Kat’s review published on Letterboxd:
“You should have believed.”
Despite this film possessing the narrative grace of an anvil dropped from a ten-story building, it is, at its core, a disbeliever of its own theme of faith. Faith in its audiences to understand more complex contexts than an overgeneralized and cliché depiction of war, faith in the story to slow down and provide characterization and symbolism in a subtle manner, and faith in the original text that it adapts from, the latter of which heavily criticized the figure of a messiah through mass consequences. It shows little belief that its audience can understand the nuances of a cinematic religious epic, so it takes the easy route of throwing famous faces and making tepid parallels to the Biblical tale most people in the world, in some aspect, have already familiarized themselves with, despite how it attempts to make weak parallels to the Muslim figure Imam Madhi and his arrival heralding Judgement Day. All kinds of theology are muddled in the hands of this disbeliever of a film.
The measure of how much this film doesn’t believe is exemplified in Paul, who resembles more of a Christ depiction than Imam Madhi. This Christ figure's only challenge and fear is his inevitable fate as a Messiah, which he later arrogantly absorbs as absolute truth. The film appears to laud this Messianic path he takes with swelling music and sweeping visuals, which contradicts their intents double fold.
If it attempts to criticize the concept of a Messiah, as the original Dune text did, most of its cinematic language seems to point towards the opposite: championing Paul as a righteously vengeful Messiah. If it attempts to show the glory of such a figure before his fall, it fails to depict the very things Christ was well known for—community and benevolence. The audience encounters communities through Paul’s eyes, but the film refuses to learn and empathize with the many characters and communities for more than a second. The Freman are simply a persecuted group that exist within a desert. Chani is named Desert Flower, but her name is simply used for narrative prophecy and not to build her own character. Paul and the film itself have no faith in knowing people other than their surface level details, which goes against every parable Jesus taught that screamed judge others as you wish to be judged and love thy neighbor. Paul is not a Christ that learns and spreads his words through kindness and adversity; he is an uncompelling Crusader that bulldozes through the desert with little conflict stopping him, invoking the name of Christ for the Holy Land, made all the more explicit with his mother’s call for the Holy Wars.
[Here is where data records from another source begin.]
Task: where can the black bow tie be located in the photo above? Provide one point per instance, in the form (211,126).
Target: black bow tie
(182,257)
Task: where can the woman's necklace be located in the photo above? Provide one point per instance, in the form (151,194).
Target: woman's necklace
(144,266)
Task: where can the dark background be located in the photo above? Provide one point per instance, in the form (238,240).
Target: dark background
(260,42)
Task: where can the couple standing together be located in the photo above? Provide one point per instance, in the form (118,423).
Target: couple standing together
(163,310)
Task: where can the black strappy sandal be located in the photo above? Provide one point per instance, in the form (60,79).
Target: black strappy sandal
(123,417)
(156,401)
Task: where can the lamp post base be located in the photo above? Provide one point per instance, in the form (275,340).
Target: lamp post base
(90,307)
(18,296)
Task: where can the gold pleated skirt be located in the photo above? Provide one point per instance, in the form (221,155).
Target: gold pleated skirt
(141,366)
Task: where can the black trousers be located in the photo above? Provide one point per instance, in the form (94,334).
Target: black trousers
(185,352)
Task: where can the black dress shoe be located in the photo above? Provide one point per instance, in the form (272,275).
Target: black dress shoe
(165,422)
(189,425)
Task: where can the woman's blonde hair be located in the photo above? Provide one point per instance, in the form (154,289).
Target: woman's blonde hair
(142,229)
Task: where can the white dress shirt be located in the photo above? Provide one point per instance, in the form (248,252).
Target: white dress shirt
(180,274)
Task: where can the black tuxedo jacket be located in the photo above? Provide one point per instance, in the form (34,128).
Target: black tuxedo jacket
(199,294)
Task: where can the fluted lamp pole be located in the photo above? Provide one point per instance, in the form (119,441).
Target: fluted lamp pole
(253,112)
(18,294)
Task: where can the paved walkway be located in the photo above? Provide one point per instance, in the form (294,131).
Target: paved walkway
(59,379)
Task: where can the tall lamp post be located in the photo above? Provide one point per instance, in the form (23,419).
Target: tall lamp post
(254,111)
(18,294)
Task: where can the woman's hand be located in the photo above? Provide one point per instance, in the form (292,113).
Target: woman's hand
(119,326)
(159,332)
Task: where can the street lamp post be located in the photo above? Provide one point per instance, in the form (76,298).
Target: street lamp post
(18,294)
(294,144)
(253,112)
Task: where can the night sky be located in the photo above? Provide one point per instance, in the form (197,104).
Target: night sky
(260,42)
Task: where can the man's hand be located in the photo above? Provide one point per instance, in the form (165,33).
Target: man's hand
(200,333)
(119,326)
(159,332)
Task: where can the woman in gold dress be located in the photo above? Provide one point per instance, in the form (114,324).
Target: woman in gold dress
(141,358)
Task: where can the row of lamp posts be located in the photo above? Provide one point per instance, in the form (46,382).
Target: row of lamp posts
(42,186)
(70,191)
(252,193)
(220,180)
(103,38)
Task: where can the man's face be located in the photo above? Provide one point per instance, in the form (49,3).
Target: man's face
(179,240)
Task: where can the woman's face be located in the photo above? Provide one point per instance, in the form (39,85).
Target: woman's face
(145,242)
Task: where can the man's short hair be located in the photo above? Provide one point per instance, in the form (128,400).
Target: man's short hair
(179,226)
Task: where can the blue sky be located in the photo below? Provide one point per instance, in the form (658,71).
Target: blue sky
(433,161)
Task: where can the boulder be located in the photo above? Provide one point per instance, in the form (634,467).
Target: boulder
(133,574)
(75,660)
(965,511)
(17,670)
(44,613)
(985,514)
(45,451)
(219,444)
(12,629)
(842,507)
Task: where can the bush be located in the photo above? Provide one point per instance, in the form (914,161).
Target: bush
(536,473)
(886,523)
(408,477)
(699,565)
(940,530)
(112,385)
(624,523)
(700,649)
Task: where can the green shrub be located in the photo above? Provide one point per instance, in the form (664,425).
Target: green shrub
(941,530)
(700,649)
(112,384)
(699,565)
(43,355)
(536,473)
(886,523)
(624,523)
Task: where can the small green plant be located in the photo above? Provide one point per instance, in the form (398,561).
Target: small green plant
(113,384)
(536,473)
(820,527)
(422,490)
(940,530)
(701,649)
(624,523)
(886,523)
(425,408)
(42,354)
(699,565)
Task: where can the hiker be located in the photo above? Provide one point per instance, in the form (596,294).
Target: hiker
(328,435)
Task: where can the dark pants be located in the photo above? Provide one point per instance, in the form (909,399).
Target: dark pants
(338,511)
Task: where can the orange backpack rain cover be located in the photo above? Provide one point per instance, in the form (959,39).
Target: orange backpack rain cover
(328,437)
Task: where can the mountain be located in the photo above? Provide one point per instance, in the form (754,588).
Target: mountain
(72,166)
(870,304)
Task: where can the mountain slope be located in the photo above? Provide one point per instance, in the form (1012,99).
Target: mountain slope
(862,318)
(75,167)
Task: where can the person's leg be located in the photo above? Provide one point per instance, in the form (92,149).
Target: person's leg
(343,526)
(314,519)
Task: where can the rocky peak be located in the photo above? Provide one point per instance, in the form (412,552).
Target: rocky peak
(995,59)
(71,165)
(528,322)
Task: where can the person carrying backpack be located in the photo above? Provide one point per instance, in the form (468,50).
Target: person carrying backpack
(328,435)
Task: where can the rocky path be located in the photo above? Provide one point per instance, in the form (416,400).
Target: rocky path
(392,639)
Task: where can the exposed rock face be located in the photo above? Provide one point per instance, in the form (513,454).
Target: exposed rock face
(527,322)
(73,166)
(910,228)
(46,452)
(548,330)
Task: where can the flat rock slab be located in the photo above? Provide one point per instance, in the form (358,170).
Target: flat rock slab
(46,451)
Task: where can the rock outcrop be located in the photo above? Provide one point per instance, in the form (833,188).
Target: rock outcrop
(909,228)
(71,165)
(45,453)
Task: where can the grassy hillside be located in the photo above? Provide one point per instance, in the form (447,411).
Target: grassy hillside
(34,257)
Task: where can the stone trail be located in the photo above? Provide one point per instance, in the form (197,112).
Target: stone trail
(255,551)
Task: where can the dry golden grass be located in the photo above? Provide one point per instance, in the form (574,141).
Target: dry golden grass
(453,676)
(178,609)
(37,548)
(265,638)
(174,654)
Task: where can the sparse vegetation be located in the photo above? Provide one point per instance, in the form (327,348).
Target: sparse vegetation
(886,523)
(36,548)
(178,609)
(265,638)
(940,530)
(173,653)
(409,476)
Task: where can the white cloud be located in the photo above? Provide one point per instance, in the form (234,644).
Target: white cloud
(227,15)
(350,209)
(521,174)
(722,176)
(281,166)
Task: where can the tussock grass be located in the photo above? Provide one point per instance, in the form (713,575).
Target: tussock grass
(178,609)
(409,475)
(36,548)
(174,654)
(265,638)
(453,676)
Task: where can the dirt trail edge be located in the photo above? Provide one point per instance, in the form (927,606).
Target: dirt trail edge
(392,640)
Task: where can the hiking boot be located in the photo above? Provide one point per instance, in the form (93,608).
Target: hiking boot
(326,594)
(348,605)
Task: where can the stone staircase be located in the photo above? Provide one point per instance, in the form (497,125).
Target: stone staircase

The way this film attempts to capture the magic of Mad Max Fury Road is almost laughable. Fury Road does not claim itself as a complex religious allegory with compelling and nuanced characters, especially with how its marketing campaign framed it as, first and foremost, a simple action film. However, it effectively performs better as one than Dune with the underlying currents of community, resilience, and faith pumping and powering its veins like gasoline. Fury Road's protagonists are introduced simply, but possess intriguing motivations and are allowed to experience gradual character growth. Even its villains are shown to have a nuanced type of wickedness, as they have parallels to pale underground parasites of the desert, addicted to feeding off of other life forms, whether living or carrion. In contrast, Dune: Part Two takes out all the compelling notions of a religious parable with its simple fact that it does not believe in itself or its audience; thus, this film delivers a barrage of visuals, characters, and sounds at breakneck speed to force feed its narrative to its audience, fearful that they will realize its lack of faith.